Katie Thompson

Personal information
- Full name: Katie Cordelia Thompson
- Born: 28 September 1996 (age 29)
- Batting: Right-handed
- Bowling: Slow left-arm unorthodox
- Role: Bowler

International information
- National side: United Arab Emirates (2025);
- ODI debut (cap 11): 26 September 2025 v Zimbabwe
- Last ODI: 28 September 2025 v Zimbabwe
- T20I debut (cap 40): 3 May 2025 v Hong Kong
- Last T20I: 9 May 2025 v Malaysia

Domestic team information
- 2014–2021: Yorkshire
- 2016–2018: Yorkshire Diamonds
- 2021: North Representative XI

Career statistics
| Competition | WLA | WT20 |
| Matches | 29 | 41 |
| Runs scored | 72 | 63 |
| Batting average | 12.00 | 9.00 |
| 100s/50s | 0/0 | 0/0 |
| Top score | 27* | 13 |
| Balls bowled | 1,340 | 883 |
| Wickets | 46 | 44 |
| Bowling average | 11.04 | 12.56 |
| 5 wickets in innings | 2 | 0 |
| 10 wickets in match | 0 | 0 |
| Best bowling | 6/10 | 4/4 |
| Catches/stumpings | 3/– | 6/– |
- Source: CricketArchive, 2 October 2021

= Katie Thompson =

English cricketer

Katie Cordelia Thompson (born 28 September 1996) is an English cricketer who plays as a slow left-arm unorthodox bowler. She has played for Yorkshire and North Representative XI, as well as playing for Yorkshire Diamonds in the Women's Cricket Super League between 2016 and 2018.

==Domestic career==
Thompson made her county debut in 2014, for Yorkshire against Essex. In 2015, Thompson helped her side to their 6th County Championship title, and took 5 wickets at an average of 26.80. The following season, she was her side's leading wicket-taker in the 2016 Women's County Championship, with 12 wickets at an average of 12, including taking 6/10 against Somerset.

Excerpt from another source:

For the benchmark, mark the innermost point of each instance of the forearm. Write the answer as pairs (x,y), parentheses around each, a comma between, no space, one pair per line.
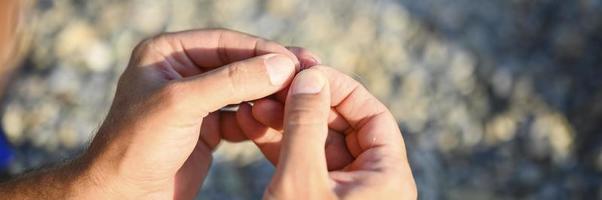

In 2018, Thompson was again successful, taking 11 wickets in both the County Championship and Twenty20 Cup. In 2019, Thompson was the joint-leading wicket-taker across the whole Championship, with 15 wickets at an average of 8.40. She also took her Twenty20 best bowling figures, with 4/4 against Durham. In 2021, Thompson was named as part of the Yorkshire contingent of the North Representative XI squad for the Twenty20 Cup, taking one wicket in four matches.

Thompson also played for Yorkshire Diamonds in the Women's Cricket Super League between 2016 and 2018. She played four matches across the three seasons, with her best performance coming in a 2018 match against Loughborough Lightning, in which she took 2/18 from her four overs.